Посопев от избытка чувств, Петр сказал:
– Тогда пусть Стингер не только нас отпустит, а и денег даст в придачу за мои старания. Вот, так ему и скажу. На операцию сколько нужно?
– Дурачок, ох и дурачок же ты, – печально покачала головой Элька вместо ответа. – Ты как в сказке живешь, честное слово. В русской народной… Не даст Стингер денег, ни копейки не даст. И живыми нас не оставит. Меня-то уж точно нет. – Она понурилась и еле слышно попросила: – Сделай что-нибудь. Пожалуйста.
Так и не найдя нужных слов из всех тех тысяч, которые ему хотелось сказать, пошел Петр молча в обход картофелехранилища, надеясь обнаружить какую-нибудь лазейку, чтобы оправдать возложенные на него надежды. Минут десять бродил он во мраке, двигаясь по периметру, а под конец маршрута объявил повеселевшим голосом:
– Вилы!
– И без тебя знаю, что вилы, – тоскливо откликнулась Элька. – Обоим. Только чему ты радуешься?
– Так вилы настоящие, – оживленно тараторил Петр, пробираясь к ней по чавкающему под ногами месиву. – Ими картошку буртовали да позабыли. А я вот нашел.
– И что теперь? Пропеллер смастеришь? И вставишь его себе в…

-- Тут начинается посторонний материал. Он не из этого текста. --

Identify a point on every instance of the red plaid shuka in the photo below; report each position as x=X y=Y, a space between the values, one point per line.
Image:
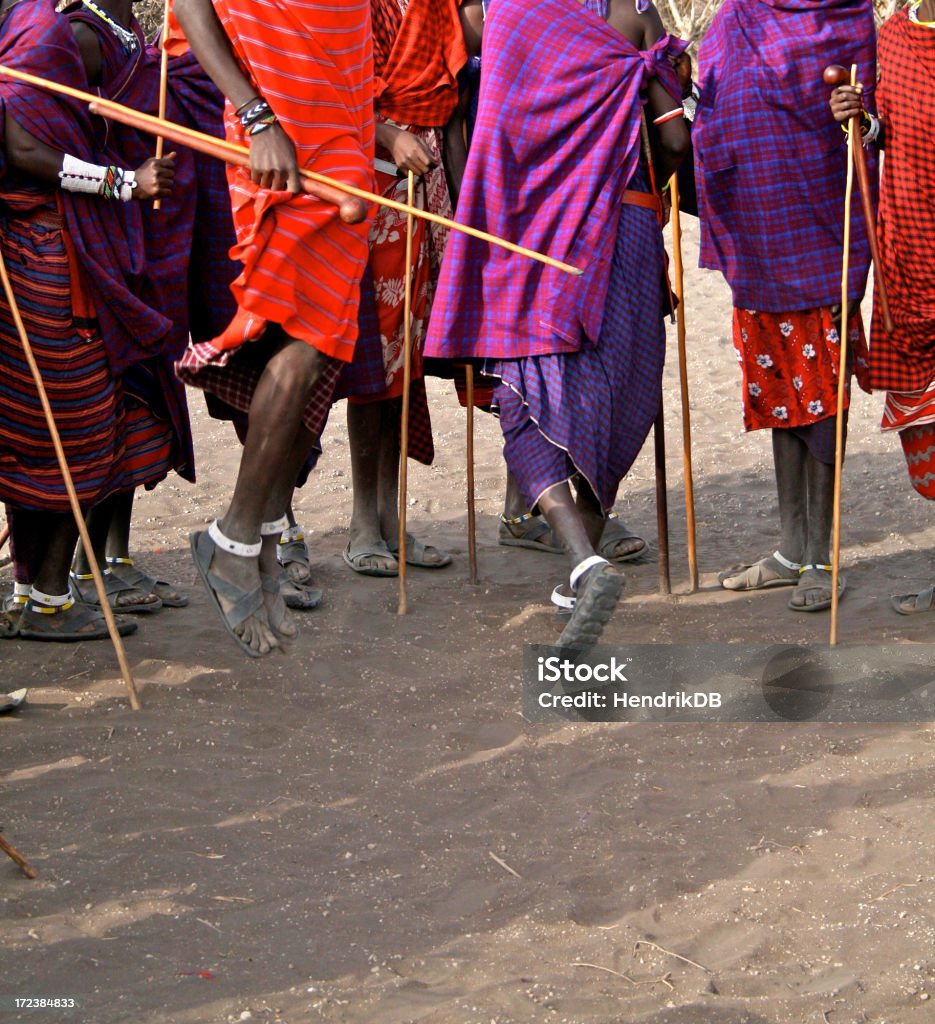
x=904 y=360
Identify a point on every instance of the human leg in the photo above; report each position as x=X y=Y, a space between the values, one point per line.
x=814 y=590
x=367 y=551
x=121 y=564
x=781 y=568
x=265 y=477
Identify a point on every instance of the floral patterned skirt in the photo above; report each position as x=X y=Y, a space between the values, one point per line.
x=790 y=365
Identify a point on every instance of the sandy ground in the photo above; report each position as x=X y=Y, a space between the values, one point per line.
x=368 y=830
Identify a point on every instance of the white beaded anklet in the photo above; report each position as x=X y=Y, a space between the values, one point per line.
x=234 y=547
x=48 y=604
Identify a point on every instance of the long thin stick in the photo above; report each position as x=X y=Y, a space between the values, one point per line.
x=187 y=136
x=407 y=385
x=662 y=499
x=472 y=520
x=659 y=427
x=18 y=859
x=836 y=75
x=842 y=372
x=683 y=382
x=70 y=487
x=163 y=85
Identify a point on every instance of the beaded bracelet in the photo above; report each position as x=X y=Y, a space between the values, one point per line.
x=108 y=181
x=258 y=112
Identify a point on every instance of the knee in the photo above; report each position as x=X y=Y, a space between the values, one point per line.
x=298 y=369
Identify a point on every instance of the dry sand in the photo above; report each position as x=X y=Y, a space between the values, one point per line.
x=368 y=830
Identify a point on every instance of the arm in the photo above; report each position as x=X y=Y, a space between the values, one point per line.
x=471 y=13
x=455 y=153
x=27 y=154
x=670 y=140
x=272 y=157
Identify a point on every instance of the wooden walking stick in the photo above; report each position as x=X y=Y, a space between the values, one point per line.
x=163 y=84
x=18 y=859
x=70 y=487
x=407 y=384
x=852 y=140
x=659 y=427
x=683 y=383
x=835 y=75
x=472 y=521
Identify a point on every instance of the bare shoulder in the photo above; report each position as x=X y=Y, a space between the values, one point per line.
x=641 y=29
x=89 y=47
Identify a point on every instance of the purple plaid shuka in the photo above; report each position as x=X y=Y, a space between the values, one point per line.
x=770 y=160
x=555 y=143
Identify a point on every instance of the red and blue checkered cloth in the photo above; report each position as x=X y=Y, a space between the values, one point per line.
x=555 y=143
x=770 y=160
x=105 y=236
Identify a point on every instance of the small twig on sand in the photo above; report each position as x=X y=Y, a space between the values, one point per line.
x=18 y=859
x=766 y=843
x=504 y=864
x=650 y=981
x=646 y=942
x=889 y=892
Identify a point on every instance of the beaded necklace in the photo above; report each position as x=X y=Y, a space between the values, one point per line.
x=914 y=15
x=125 y=37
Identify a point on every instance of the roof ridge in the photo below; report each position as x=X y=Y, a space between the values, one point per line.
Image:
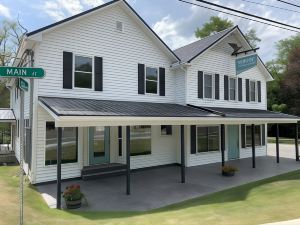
x=204 y=38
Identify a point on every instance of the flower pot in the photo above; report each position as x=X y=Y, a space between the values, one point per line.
x=228 y=174
x=75 y=204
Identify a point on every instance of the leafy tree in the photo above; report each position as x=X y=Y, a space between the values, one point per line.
x=214 y=25
x=217 y=24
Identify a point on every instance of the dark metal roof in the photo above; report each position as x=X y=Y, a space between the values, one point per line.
x=99 y=7
x=188 y=52
x=7 y=115
x=249 y=113
x=89 y=107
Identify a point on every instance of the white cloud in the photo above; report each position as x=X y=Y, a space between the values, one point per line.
x=4 y=11
x=93 y=3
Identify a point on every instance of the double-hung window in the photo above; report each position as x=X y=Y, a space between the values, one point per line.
x=252 y=91
x=257 y=135
x=83 y=72
x=208 y=86
x=232 y=89
x=208 y=139
x=151 y=80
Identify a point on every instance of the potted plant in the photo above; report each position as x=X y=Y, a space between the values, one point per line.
x=73 y=196
x=229 y=171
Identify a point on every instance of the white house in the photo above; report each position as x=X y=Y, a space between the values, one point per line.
x=118 y=98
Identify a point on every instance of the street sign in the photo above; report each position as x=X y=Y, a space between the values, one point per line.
x=23 y=84
x=245 y=63
x=26 y=72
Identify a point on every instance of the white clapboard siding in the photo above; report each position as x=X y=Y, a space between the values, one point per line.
x=218 y=60
x=96 y=35
x=48 y=173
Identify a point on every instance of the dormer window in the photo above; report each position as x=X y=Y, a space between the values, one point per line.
x=83 y=72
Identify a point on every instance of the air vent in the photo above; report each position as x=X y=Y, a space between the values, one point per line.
x=119 y=26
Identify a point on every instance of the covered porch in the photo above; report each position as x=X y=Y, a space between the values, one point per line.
x=158 y=187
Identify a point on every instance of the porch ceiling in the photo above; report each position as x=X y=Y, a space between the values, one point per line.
x=70 y=112
x=7 y=115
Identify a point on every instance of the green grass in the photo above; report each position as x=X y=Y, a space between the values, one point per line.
x=282 y=140
x=269 y=200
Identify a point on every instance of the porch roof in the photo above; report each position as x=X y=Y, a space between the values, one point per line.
x=7 y=115
x=71 y=112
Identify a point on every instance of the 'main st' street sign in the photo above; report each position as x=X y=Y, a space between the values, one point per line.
x=245 y=63
x=25 y=72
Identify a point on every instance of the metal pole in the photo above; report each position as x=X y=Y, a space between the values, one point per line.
x=277 y=143
x=128 y=160
x=296 y=142
x=58 y=194
x=253 y=145
x=182 y=154
x=21 y=155
x=223 y=144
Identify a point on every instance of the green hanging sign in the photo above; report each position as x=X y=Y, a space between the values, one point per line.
x=245 y=63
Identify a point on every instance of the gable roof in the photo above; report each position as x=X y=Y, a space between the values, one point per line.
x=188 y=52
x=51 y=26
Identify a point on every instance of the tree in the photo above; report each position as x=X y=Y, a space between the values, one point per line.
x=217 y=24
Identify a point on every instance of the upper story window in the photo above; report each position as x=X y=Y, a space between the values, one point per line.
x=83 y=72
x=252 y=91
x=208 y=86
x=232 y=89
x=151 y=80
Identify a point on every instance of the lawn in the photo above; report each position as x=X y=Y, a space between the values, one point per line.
x=273 y=199
x=282 y=140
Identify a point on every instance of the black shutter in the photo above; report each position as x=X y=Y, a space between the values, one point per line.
x=247 y=90
x=259 y=91
x=141 y=79
x=240 y=89
x=200 y=84
x=162 y=82
x=67 y=70
x=263 y=131
x=98 y=61
x=226 y=92
x=193 y=139
x=243 y=131
x=120 y=139
x=217 y=86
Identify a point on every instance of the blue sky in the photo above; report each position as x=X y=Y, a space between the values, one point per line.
x=174 y=21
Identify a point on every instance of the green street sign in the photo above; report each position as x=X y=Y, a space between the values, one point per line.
x=245 y=63
x=26 y=72
x=23 y=84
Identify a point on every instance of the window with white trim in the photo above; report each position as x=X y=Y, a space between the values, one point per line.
x=83 y=72
x=151 y=80
x=252 y=91
x=208 y=86
x=208 y=139
x=232 y=89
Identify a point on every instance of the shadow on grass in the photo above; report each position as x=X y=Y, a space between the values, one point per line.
x=234 y=194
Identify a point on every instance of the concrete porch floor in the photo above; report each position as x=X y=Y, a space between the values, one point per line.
x=159 y=187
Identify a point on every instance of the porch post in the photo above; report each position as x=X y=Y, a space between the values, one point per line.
x=223 y=144
x=58 y=194
x=277 y=143
x=296 y=142
x=128 y=160
x=182 y=154
x=253 y=145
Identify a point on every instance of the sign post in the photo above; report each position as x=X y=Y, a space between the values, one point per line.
x=22 y=72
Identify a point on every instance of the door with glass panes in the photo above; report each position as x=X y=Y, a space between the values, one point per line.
x=99 y=145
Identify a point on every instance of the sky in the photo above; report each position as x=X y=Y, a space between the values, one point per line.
x=174 y=21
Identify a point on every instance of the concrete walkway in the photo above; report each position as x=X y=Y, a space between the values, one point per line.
x=160 y=187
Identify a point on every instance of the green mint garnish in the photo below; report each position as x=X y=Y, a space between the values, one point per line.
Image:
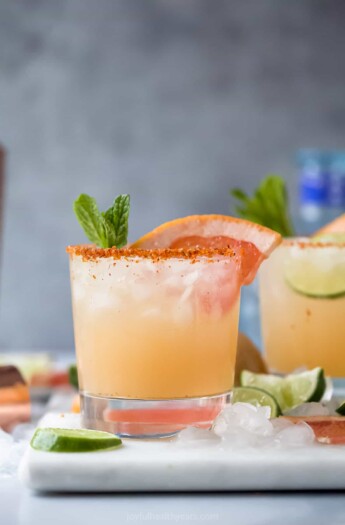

Если бы Петр промедлил немного, Элька обязательно указала бы точное место крепления самодельного пропеллера, но он был слишком возбужден, чтобы дожидаться конца ее фразы. Подошел вплотную с вилами наперевес, весь из себя удалой, как взбунтовавшийся крестьянин, и торжествующе выдохнул:
– Вот! Айда наверх!
– Это как?
– А вот так! – Петр остановился под лазом, с которого он и Элька сверзились вниз, воткнул вилы зубьями в землю, а полутораметровое древко прислонил к стене. – Иди сюда, поддержишь меня немного, чтобы ноги не соскальзывали. Потом сама таким же макаром на вилы заберешься, а я тебе руку подам. Дошло? – Ему было радостно сознавать, что не таким уж разгильдяем в плетеных лаптях он оказался.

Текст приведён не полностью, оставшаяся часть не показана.